Maybe, but I wouldn't be so sure that a sites's traffic is skewed one
way or another without first doing some log analysis.
For example, Jonathan, I bet your own www.carnageblender.com site,
being an online game, has a high percentage of repeat multiple hits
from the same user within just a few seconds of each other. In that
case, perhaps AOLserver would be substantially more efficient with
keepalive turned on. But perhaps not, and it's certainly possible
that keepalive could make performance much worse, too... I don't see
any way to know one way or another without empirical testing.
I googled briefly for HTTP keepalive performance tuning info. There
were at least a few relevent
July 2003
and
Nov. 2002
threads on the AOLserver list, but mostly I didn't find anything
useful.

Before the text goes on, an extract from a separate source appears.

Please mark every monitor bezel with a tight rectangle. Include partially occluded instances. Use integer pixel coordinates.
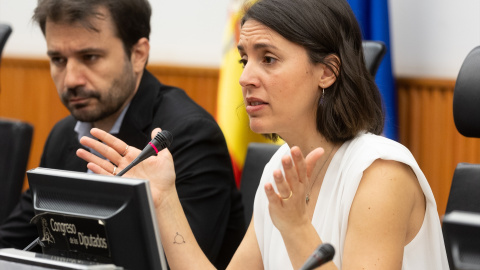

Neither rules of thumb, nor details on how to properly do log
analysis and/or load testing to figure out optimum keepalive settings
for a given site, web server, and load.
The (now old and outdated?)
C10k
page barely mentiond HTTP keepalive, but of course has links to all
sorts of detailed server scalability info.
This is currently only of academic interest to me as I don't run a
high traffic site. But some folks here do... So if you're reading
this, please chime in with your HTTP keepalive tuning experience, as
it would be best if we could give OpenACS adopters both a reasonable
default keepalive setting in config.tcl and an explanation of
why or when they might need to change it.